K-S.H.E.: Routes Not Roots

Routes Not Roots, the debut album by K-S.H.E (Kami-Sakunobe House Explosion), is as audacious and provocative as anything else lining Terre Thaemlitz's discography. The latest project merges Comatonse Recordings' 'Fagjazz' sound with the NY-styled Deep House style Thaemlitz presents at his bi-monthly 'DJ Sprinkles' Deeperama' set at Tokyo 's Club Module. Certainly the one-time New Yorker's move to Japan has enriched his work, adding new dimensions to an already-distinctive oeuvre. He often recasts established genres in unusual manner, a case in point the opening track “Down Home Kami-Sakunobe” which is more country hoedown-raga than straight house. The album's no nonstop groove, however, though some cuts, like “B2B” (‘Brother to Brother'), are essentially dance tracks. Adding variety, Thaemlitz includes a lovely cover of the traditional “Black is the Color of My True Love's Hair,” works in some dreamy vocal house in “Double Secret,” plus makes room in “Head (In My Private Lounge, My Pad)” for piano playing that recalls his Kraftwerk and Gary Numan homages Die Roboter Rubato and Replicas Rubato. At eighty minutes, Routes Not Roots verges on double-album status with two of its twelve tracks (the gospel-flavoured house of “Hobo Train,” “Crosstown”) in the thirteen-minute range.

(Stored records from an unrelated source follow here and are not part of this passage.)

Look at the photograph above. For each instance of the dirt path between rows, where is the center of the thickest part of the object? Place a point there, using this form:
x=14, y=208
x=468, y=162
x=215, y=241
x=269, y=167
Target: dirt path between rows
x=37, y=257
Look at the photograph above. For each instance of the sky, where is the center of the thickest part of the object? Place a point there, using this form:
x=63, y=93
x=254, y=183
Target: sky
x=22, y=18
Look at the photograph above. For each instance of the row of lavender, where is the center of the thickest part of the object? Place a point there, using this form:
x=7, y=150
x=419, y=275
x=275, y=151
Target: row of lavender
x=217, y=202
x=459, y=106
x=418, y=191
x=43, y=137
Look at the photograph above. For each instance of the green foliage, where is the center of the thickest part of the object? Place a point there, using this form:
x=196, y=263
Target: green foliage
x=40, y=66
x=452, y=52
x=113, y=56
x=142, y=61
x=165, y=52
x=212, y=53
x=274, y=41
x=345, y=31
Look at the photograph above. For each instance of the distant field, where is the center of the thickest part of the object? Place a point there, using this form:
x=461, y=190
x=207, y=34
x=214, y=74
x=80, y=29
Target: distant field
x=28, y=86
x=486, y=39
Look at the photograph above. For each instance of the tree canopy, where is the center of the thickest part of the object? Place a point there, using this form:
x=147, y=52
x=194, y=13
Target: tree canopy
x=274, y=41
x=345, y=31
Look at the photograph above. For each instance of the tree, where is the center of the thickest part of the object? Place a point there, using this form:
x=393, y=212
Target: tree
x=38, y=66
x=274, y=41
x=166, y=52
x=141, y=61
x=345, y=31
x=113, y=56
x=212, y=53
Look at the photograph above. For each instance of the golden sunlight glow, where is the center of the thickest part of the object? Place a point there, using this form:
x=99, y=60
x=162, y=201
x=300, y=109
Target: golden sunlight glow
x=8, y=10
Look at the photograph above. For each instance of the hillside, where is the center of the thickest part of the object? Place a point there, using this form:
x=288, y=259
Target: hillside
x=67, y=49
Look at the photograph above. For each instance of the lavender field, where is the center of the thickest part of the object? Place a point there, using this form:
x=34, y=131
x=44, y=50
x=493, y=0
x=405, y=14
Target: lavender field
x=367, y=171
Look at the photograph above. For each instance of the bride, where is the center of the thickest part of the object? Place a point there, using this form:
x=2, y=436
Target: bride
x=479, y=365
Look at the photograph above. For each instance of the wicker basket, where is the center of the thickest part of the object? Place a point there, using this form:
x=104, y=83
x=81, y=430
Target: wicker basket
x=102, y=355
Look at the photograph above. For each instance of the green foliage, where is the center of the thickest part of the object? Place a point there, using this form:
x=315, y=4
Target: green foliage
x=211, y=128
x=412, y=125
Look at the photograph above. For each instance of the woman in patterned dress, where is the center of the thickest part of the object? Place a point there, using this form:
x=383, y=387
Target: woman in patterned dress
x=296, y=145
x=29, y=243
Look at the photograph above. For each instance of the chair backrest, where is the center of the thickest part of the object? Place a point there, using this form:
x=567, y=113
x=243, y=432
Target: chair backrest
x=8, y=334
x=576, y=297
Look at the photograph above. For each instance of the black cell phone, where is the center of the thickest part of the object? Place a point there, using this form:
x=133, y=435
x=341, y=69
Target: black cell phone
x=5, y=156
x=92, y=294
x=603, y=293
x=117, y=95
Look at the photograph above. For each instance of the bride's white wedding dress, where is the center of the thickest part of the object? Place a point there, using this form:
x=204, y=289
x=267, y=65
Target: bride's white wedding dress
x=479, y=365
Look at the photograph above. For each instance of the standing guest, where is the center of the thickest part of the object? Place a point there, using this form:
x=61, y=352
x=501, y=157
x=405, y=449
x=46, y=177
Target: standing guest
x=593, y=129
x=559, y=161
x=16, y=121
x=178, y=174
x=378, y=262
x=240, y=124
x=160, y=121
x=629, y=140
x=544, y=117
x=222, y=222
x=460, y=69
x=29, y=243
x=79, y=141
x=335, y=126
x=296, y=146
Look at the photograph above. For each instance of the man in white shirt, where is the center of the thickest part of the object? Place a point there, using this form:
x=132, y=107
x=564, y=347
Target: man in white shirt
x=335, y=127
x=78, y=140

As those familiar with his work would expect, themes of sexual identity, cultural de-contextualization, STD, and violence emerge throughout, though integrated coyly as opposed to didactically. In “Saki-chan (Pt.1),” for example, any possible discomfort the Japanese Transgendered male's recounting might provoke is eased by the harp backing (interestingly, the harp solo that Thaemlitz lifted from a stock ‘60s effects record is reminiscent of Minnie Ripperton's “Lovin' You,” a song referenced on Lovebomb). He admittedly challenges the listener's patience with “Stand Up”; including a comedian's routine (the subject matter—a true story, incidentally—a violent subway encounter between Thaemlitz, the one-time 'hillbilly gender bender' narrator, and a group of Puerto Rican queens) is an imaginative idea, but the piece is overlong at six minutes and grows wearying. Even so, Routes Not Roots is compelling to say the least, with the new album constituting another fascinating chapter in Thaemlitz's ongoing story.